I’ve never lost a child. All I have is my insufficient imagination. I’ve been in this situation often enough to know there are no words. There exists no reasoning. So I kneel beside him and wrap my arms around him in silence, all the while his soul continues its wandering and hopeless search for wholeness, as likely to find it tonight as a blind man could find an oasis in the desert.

And as I lift my head from my dear friend’s shoulder, I notice the dim light has cast the blurry outline of a third individual on the wall. No, nothing supernatural. He’s great, but Andrew is merely human. And he shows me both human and divine characteristics tonight. He has followed me into Abouna’s room. Not to be a spectator or a fly on the wall or a tourist or a NASCAR fan, seeking the carnage. Andrew is there because his heart is also broken. Andrew is sobbing. He takes every death so personally, just like I used to. Just like I wish I still could. Trying to comfort Abouna, Andrew frequently has to break off to the side alone as his own tears roll freely, mingling with Abouna’s on the already-damp sheets. Andrew wept. For a child was lost. And a friend suffered.

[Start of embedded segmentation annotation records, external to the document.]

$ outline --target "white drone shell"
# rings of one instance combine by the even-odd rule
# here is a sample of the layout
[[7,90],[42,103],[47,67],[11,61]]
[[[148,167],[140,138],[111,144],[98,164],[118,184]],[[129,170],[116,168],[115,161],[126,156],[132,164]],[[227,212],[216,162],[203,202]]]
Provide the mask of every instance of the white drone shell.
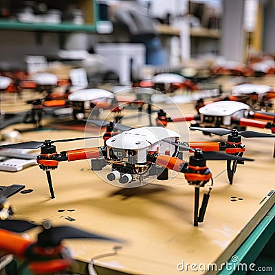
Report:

After a very long time of no words exchanged, somebody joined us and physically lifted Abouna up, letting him know it was time to come into the main room and join the others. Dutifully, Abouna did as culture dictated and sat against the wall with the wailing.

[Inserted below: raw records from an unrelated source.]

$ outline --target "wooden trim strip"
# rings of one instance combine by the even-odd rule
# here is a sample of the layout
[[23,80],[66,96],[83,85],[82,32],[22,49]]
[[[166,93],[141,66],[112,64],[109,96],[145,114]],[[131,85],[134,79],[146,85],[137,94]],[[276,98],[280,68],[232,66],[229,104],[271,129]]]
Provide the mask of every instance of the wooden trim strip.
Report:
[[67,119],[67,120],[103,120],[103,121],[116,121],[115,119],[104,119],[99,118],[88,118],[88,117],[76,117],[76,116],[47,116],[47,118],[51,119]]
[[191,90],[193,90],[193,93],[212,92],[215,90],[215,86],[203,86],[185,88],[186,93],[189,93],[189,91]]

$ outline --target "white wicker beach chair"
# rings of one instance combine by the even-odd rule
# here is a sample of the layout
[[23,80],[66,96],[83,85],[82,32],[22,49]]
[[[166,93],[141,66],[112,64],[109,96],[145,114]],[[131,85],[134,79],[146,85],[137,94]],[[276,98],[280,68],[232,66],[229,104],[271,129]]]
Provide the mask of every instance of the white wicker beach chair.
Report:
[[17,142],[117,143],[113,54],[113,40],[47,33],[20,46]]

From the corner, the elders began singing. I sat beside Abouna and joined in the humble chorus.

songs…

Listening to this wrecked father singing horribly off-key and out of time, but singing of his faith in the God who gave him his daughter in the first place, I had to stop. I couldn’t carry on. I wasn’t worried my emotions would get the best of me. I simply couldn’t continue.

And I got mad. No, not at God. I just got mad at everything. I got livid with the random disparity of this planet. I got mad at myself. I haven’t brought this hospital up to a level where this child could have been saved. True, she would have died in any hospital in Tchad. But she would have lived in America. And so help me, I will make it so these babies don’t have to die.

I have the team. Andrew, Sarah, Staci, Megan, Stephen, Cherilyn. I have ICU equipment coming. I can get the crash carts and stock them. I have nurses, like Abouna, willing and eager to learn new skills. They can learn CPR, PALS, ACLS, ATLS. This is the team. This is the hospital. This is the year. We will establish and evolve our culture of excellence. We will have responsible nursing care able to identify these patients before they die. We will have the physicians and nurses capable of running an ICU. And dozens who would die, will live. 

Because I won’t let Abouna’s next baby die like this. We are better than this.

Or we will be. For the moment, I’m sitting in candlelight, because our generator hasn’t worked all day. It hasn’t worked properly for eight days now. You can’t very well run an ICU without electricity. But we won’t accept this level of incompetence anymore.

And as I sit in this darkness, from right over our back wall, I hear it. We sat with Abouna for hours last night and again for hours this evening. By now, the crowd has collected for the night. In his courtyard, under a bit of thatch held up by sticks pounded into the ground, there is a tiny table with homemade wooden benches and plastic chairs around it. Sweet tea will be served. A plastic mat will be spread on the ground. And people are singing.


And as they sing… I start to hear it. It’s been a long time, but my soul starts to hear it. Do you hear them too? This is happening.